ITB Siap Lahirkan 200 Aplikasi Windows Mobile

Windows Phone Marketplace

BANDUNG, KOMPAS.com - Microsoft Innovation Center Institut Teknologi Bandung (MIC-ITB) bekerjasama dengan Microsoft Indonesia, Navcore Nextology dan Nokia menggelar workshop aplikasi mobile berstandar global. Acara bertajuk MIC-ITB Code Camp 2011 ini diikuti oleh 230 praktisi teknologi informasi, mahasiswa dan para penggiat teknologi mobile.

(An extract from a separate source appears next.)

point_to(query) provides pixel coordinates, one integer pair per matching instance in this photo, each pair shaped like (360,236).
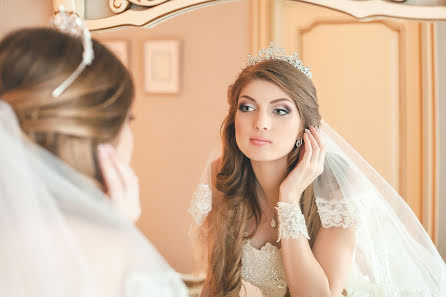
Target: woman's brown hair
(92,110)
(237,182)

Workshop yang diadakan 22-24 November 2011 ini menargetkan pembuatan sekurangnya 200 aplikasi Windows mobile. "Ratusan aplikasi ini ditargetkan mampu menembus Windows Phone Marketplace yang berkembang pesat selama ini," kata Ary Setijadi Prihatmanto, MIC-ITB Manager di acara ITB Digital Media Festival, Bandung (23/11/2011).

Sebagai langkah awal, peserta workshop diajarkan metode pengembangan aplikasi dan game yang efisien dalam memanfaatkan cloud computing. "Selain itu juga diajari cara menjual aplikasi," kata Ary.

Berdasarkan hasil riset terbaru dari Appcelerator dan IDC, pengembang aplikasi cukup tertarik dengan platform Windows Mobile. Sebanyak 38 persen dari 2.160 pengembang aplikasi di seluruh dunia yang disurvei menyatakan ketertarikannya.

Hingga Oktober lalu, jumlah aplikasi mobile terus berkembang pesat dan di masa depan tentu akan lebih banyak lagi. Apple iTunes App Store sudah memiliki 500.000 aplikasi sejak diluncurkan tiga tahun lalu.

Begitu juga dengan Android Market yang sudah memiliki 300.000 sejak 2008. Sementara aplikasi di Windows Phone Marketplace agak tertinggal dengan hanya memiliki 40.000 aplikasi dari 10.000 pengembang aplikasi.

Angka yang masih kecil itu justru dinilai sebagai peluang, sebuah kesempatan bagi developer lokal untuk membuat aplikasi yang bisa bersaing dengan developer global. Risman Adnan, Developer & Platform Group Director PT Microsoft Indonesia mengatakan pengembang aplikasi lokal masih memiliki kesempatan untuk bersaing, asal aplikasinya bermanfaat bagi pengguna.